The ridesharing app company Uber is appealing to the public for support in its effort to convince lawmakers to include legislation to regulate its industry in the call for a special session this summer.
“We need your help to make sure the Legislature doesn’t go home again without taking up ridesharing legislation during the special session,” the email to users and supporters reads. “This is your opportunity to tell Governor [Rick] Scott, House Speaker [Steve] Crisafulli and Senate President [Andy] Gardiner that you want the Uber you know and love to have a permanent home across Florida.”
The move comes as Gov. Scott today during a press availability said he is focusing narrowly on a continuation or “base” budget proposal that he will lay before the Legislature.
Besides saying flatly that any Senate-driven proposal to expand health care is “not going to happen,” the governor has not indicated exactly what will be on or off the table during the upcoming session, during which lawmakers will attempt to perform their constitutional duty to approve a budget before July 1.

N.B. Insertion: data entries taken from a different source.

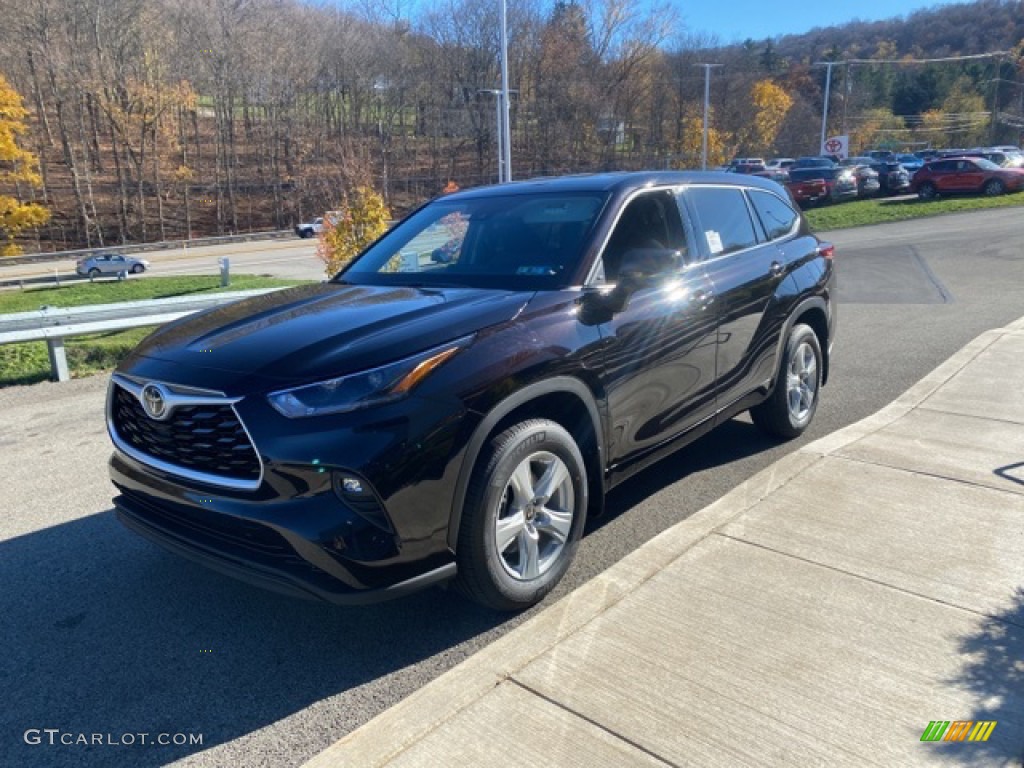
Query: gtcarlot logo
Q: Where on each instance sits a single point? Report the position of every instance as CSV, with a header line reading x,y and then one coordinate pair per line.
x,y
57,737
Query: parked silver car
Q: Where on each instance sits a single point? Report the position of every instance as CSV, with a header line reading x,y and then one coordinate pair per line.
x,y
111,263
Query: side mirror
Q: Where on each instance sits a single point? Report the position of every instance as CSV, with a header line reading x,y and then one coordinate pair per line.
x,y
639,267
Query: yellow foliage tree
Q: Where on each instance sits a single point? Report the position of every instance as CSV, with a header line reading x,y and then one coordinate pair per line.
x,y
691,142
16,166
361,219
771,104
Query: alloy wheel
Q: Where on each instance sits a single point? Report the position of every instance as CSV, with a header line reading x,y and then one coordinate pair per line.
x,y
535,516
802,381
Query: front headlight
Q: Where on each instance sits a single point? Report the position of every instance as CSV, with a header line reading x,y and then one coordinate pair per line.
x,y
365,388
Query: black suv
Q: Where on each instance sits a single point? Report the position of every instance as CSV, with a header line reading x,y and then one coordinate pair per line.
x,y
455,402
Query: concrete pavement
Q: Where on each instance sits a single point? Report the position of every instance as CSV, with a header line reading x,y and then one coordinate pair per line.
x,y
823,612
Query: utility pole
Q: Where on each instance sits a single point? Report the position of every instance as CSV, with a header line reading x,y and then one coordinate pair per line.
x,y
704,143
995,99
500,131
847,88
505,145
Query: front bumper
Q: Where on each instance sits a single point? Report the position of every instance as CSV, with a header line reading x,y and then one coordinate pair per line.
x,y
295,547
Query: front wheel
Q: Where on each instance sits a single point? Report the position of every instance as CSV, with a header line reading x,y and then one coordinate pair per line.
x,y
525,511
790,409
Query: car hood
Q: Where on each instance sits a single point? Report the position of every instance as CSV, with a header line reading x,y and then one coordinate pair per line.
x,y
314,332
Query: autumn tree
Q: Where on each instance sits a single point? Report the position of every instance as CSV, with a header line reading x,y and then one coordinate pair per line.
x,y
875,128
770,104
361,218
17,168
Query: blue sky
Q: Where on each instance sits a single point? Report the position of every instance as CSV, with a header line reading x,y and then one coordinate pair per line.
x,y
734,20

The petition as of Tuesday evening had at least 1,700 signatures, according to James Rosica of the Tampa Tribune.
Uber’s appeal comes just as the state of Kansas under Gov. Sam Brownback was blamed by the company for its abrupt shuttering of its operations there following the enshrinement of legislation that would tighten background and insurance requirements for ridesharers to a point advocates considered untenable.

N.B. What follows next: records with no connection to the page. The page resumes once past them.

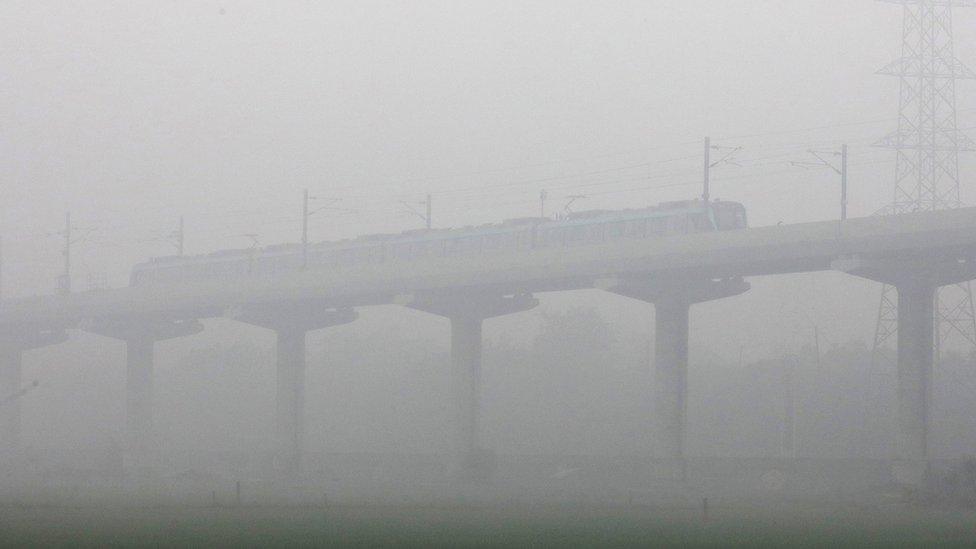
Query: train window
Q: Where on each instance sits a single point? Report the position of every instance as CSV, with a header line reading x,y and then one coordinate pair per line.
x,y
492,241
453,246
725,218
740,218
658,226
575,234
678,224
701,222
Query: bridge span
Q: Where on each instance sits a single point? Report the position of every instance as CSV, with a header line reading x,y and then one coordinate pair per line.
x,y
916,253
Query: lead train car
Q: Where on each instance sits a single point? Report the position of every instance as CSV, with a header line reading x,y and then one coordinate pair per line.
x,y
575,229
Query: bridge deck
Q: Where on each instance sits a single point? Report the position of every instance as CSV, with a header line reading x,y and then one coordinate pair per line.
x,y
749,252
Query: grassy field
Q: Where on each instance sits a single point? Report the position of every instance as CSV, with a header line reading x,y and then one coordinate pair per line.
x,y
744,525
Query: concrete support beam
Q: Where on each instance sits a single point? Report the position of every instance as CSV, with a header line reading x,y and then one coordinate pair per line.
x,y
672,299
12,389
917,279
291,323
467,312
671,375
916,353
466,341
140,336
290,400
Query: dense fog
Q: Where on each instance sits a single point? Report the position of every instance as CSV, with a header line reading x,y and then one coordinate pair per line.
x,y
441,253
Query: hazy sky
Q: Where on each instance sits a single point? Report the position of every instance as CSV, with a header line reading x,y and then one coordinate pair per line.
x,y
132,113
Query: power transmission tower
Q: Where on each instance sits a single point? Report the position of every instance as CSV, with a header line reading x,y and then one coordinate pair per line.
x,y
927,144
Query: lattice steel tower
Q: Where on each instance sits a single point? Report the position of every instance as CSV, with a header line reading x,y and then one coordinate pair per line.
x,y
927,145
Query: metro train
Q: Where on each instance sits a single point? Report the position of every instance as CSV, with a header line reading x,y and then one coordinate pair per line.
x,y
573,229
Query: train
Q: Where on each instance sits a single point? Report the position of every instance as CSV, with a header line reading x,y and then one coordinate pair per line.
x,y
571,229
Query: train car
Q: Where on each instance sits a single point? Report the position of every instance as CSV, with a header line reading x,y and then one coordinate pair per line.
x,y
575,229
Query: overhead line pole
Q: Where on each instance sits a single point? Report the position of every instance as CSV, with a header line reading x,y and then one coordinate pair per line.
x,y
179,238
843,182
305,230
66,277
708,169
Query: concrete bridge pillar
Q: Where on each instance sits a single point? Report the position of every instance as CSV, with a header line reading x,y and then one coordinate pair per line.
x,y
467,312
291,322
672,299
12,347
917,278
140,336
916,353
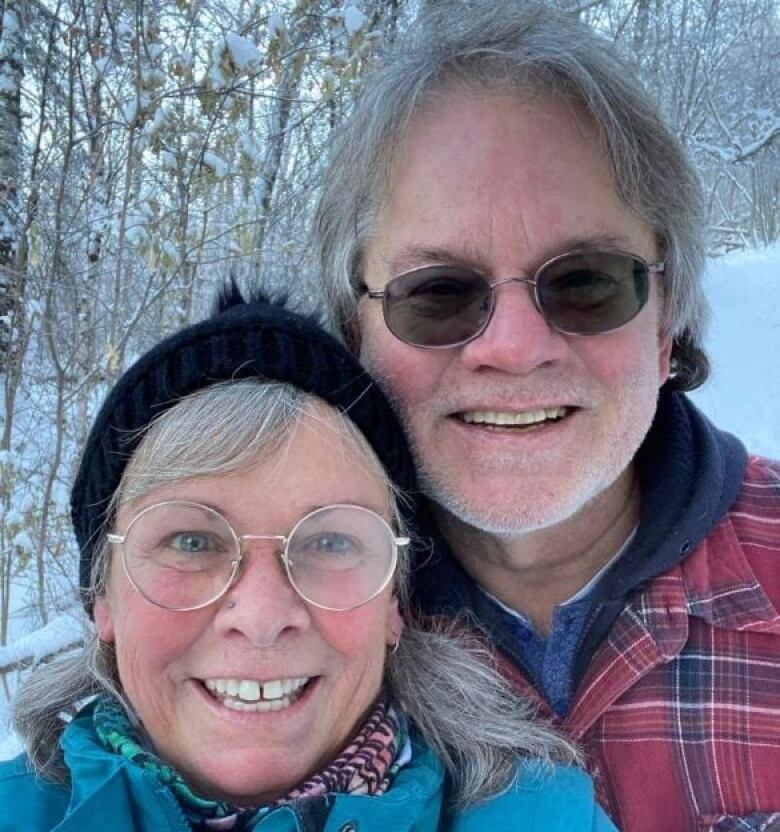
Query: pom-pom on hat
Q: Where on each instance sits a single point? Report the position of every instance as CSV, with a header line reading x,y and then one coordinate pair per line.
x,y
242,339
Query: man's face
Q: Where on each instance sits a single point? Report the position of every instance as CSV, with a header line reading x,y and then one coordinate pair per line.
x,y
501,184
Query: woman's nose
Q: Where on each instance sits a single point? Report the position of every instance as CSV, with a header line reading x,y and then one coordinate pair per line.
x,y
261,604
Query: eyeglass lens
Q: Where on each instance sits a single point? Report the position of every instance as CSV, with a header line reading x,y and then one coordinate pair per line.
x,y
583,293
182,555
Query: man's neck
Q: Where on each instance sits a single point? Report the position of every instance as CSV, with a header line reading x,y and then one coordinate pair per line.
x,y
535,571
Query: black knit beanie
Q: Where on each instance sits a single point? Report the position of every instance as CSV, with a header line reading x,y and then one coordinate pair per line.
x,y
242,339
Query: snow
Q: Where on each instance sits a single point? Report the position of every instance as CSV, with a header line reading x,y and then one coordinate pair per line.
x,y
743,393
216,163
244,53
275,24
353,19
59,634
742,396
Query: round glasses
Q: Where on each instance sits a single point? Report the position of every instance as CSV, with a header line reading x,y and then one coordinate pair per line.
x,y
577,293
184,556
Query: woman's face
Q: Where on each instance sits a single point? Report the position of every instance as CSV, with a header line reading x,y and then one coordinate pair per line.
x,y
260,631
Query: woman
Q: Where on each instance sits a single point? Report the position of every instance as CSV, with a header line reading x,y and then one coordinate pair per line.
x,y
244,560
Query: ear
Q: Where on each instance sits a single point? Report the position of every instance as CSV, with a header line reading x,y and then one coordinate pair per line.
x,y
104,620
395,623
665,343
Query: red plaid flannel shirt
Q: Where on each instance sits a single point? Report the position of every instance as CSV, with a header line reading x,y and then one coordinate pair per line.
x,y
679,710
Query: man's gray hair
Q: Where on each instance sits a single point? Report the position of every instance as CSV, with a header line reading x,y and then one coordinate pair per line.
x,y
445,680
459,46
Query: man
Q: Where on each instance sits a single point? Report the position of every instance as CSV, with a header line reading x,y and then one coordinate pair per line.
x,y
512,240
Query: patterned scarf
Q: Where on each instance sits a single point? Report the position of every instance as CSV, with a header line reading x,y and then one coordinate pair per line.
x,y
366,766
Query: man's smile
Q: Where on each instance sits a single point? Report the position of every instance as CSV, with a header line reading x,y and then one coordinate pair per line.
x,y
513,418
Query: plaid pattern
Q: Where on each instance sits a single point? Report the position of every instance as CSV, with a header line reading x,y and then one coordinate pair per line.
x,y
679,710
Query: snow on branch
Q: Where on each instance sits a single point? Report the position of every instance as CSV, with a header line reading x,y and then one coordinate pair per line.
x,y
60,634
759,144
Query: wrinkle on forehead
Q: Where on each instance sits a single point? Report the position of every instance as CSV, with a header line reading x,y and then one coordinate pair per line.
x,y
470,256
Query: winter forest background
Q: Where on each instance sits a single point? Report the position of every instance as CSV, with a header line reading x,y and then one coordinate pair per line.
x,y
149,150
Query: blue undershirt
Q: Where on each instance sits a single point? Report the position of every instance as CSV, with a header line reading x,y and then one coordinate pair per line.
x,y
689,475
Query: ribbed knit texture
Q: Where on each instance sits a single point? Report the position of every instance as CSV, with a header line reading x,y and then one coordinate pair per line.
x,y
247,339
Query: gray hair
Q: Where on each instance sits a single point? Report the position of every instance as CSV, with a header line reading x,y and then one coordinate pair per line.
x,y
518,46
446,681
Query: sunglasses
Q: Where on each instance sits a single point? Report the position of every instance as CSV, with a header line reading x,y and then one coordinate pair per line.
x,y
577,293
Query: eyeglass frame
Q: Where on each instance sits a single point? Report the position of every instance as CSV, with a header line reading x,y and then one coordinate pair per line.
x,y
238,561
658,267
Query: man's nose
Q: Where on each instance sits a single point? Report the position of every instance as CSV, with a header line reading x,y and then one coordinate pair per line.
x,y
517,338
262,605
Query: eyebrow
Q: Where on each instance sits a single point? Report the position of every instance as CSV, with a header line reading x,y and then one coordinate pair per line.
x,y
466,256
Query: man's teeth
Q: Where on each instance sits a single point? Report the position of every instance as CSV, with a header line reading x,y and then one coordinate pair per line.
x,y
248,694
524,417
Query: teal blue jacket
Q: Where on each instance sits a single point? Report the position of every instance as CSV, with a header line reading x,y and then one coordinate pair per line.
x,y
107,793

Brownback had vetoed the bill, but Uber waved off its hundreds of drivers around the state after the Kansas Senate overrode his veto 34-5
State Sen. Jeff Brandes, the Senate sponsor of the companion bill to state Rep. Matt Gaetz‘s controversial Uber legalization package, told Florida Politics before this session 2015 was the appropriate year for the rubber of cliché to meet the road when it comes to a state law that would start to move the so-called sharing economy out of its current legal limbo.
“For many people it was a brand new concept,” Brandes said in January. “A lot of folks didn’t know how to spell Uber last session, so we spent 2014 session introducing legislators to the issue, and they now understand the overriding concerns. Often these issues have to marinate for a few years before they make sense to folks. We think that now is the right time to bring this back up and that the battle lines are pretty clear.”